I know she hasn’t heard of the winter Olympics. Like me she is as ignorant of the games played as a village guy dropped right in the center of Nairobi. But success has a way of being seen, her face suddenly lights up. She takes a step to watch me keenly. Meanwhile, my innards are at war, but I think I am throwing the kicks perfectly.

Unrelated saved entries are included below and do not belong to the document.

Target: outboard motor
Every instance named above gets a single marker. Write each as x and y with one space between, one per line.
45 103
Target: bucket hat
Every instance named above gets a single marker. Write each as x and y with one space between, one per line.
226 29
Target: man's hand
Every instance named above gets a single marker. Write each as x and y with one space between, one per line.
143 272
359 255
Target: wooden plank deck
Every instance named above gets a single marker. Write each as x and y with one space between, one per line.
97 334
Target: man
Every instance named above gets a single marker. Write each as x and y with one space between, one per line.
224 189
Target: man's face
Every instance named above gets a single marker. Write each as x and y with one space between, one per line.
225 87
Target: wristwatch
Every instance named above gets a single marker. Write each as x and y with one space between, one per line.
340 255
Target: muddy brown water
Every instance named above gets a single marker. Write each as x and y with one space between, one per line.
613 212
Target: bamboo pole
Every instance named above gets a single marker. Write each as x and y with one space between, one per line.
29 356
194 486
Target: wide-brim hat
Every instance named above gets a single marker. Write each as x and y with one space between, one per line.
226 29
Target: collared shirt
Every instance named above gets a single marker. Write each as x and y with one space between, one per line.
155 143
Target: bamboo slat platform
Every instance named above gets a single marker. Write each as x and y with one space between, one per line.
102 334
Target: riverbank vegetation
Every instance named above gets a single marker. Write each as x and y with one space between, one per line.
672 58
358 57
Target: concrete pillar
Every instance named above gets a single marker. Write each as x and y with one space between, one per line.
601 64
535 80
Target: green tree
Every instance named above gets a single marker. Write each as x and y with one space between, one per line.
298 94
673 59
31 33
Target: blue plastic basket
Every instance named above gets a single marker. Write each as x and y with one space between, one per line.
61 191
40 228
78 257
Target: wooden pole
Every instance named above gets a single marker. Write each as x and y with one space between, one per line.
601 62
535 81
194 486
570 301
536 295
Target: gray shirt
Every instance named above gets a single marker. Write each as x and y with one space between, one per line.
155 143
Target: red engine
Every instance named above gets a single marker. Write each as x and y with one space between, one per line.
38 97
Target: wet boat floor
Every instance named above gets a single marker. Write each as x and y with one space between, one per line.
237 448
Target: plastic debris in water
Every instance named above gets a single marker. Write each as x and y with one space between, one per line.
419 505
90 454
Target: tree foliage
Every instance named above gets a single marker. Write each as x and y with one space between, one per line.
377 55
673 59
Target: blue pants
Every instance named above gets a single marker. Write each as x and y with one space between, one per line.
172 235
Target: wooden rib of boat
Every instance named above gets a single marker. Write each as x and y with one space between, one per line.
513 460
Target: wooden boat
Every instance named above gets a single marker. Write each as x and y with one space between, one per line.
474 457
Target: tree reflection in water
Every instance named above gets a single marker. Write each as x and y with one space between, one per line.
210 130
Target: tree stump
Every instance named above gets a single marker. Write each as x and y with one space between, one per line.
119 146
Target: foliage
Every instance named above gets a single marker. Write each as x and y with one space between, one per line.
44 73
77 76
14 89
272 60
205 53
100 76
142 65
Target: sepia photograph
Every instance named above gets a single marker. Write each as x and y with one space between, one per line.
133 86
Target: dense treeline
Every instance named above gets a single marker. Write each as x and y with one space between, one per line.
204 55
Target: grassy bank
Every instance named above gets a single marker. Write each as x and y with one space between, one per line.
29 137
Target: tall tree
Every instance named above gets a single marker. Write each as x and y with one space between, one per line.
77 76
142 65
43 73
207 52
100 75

But the devil is a liar. A breeze creeps up my back. I take a pause to replug the earphones back into my ears. And then I see them, the vultures, standing at the walls watching us keenly. Black t-shirts, caps, all with ripped arms the size of a football field. Eye contact, they smile that smugly facial expression that never reaches the eyes. Their eyes remain cold, hard, and liquid. Arms into their pockets, piped trousers that would fit an eleven year old perfectly almost bursting at the seams. They advanced, circling, vultures to carcass. I smile to myself; I have earphones but no phone. I have not even a cent in my pockets because the sweatpants have no pockets. She feels the sudden tensing of the moment, my sudden stop. Looks at me in hope takes a few tentative and comfortable steps to stand behind me, her `karate champion`, and within me I am in wreckage, I have looked down to my shoes. I have my designer Nikes on me. Hell has no controls.